Will Chudley
- Born: William John Chudley 17 March 1988 (age 38) Kettering, England
- Height: 1.75 m (5 ft 9 in)
- Weight: 78 kg (12 st 4 lb)

Rugby union career
- Position: Scrum-half
- Current team: Coventry

Senior career
- Years: Team / Apps / (Points)
- 2007-2011: Bedford Blues / 68 / (25)
- 2011-2012: Newcastle Falcons / 14 / (5)
- 2012-2018: Exeter Chiefs / 140 / (75)
- 2018–2021: Bath / 65 / (30)
- 2021–2022: Worcester Warriors / 28 / (30)
- 2022–2023: Coventry / 48

= Will Chudley =

English rugby union player

William John Chudley (born 17 March 1988) is a rugby union player who played at Scrum half for Exeter Chiefs and Bath Rugby

He made his debut for Exeter against Sale Sharks on 1 September 2012.

Will joined Exeter from rivals Newcastle Falcons, Chudley joined Newcastle from Bedford Blues after catching the eye of Newcastle coach Alan Tait during Bedfords play-off semi-final defeat by Worcester in 2011.

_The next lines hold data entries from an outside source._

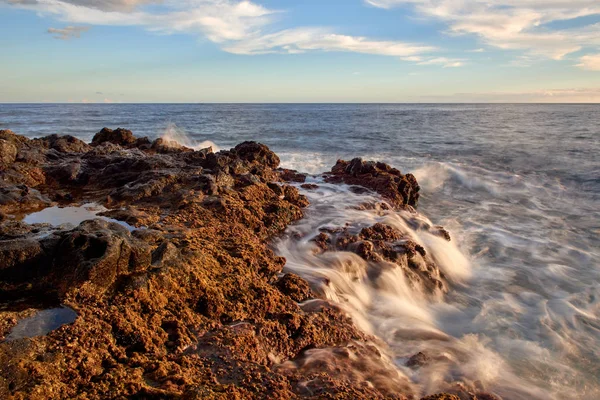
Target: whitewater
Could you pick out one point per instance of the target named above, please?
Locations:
(516, 186)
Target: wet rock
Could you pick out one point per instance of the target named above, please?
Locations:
(64, 144)
(384, 246)
(257, 153)
(164, 146)
(441, 396)
(67, 172)
(401, 190)
(8, 154)
(288, 175)
(164, 254)
(417, 361)
(295, 287)
(309, 186)
(190, 306)
(21, 198)
(120, 136)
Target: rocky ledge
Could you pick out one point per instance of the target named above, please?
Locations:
(183, 298)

He was in the team when Exeter Chiefs defeated Wasps to be crowned champions of the 2016-17 English Premiership.

In December 2017, he was awarded Try of the week for his week 11 try against Northampton Saints.

On 20 March 2018, it was announced that Chudley would leave Exeter to join local rivals Bath ahead of the 2018–19 season.

He would leave Bath and join Worcester Warriors on a two-year contract from the 2021–22 season.

On 5 October 2022 all Worcester players had their contacts terminated due to the liquidation of the company to which they were contracted. On 12 October 2022, Chudley signs for Coventry in the RFU Championship for the 2022–23 season.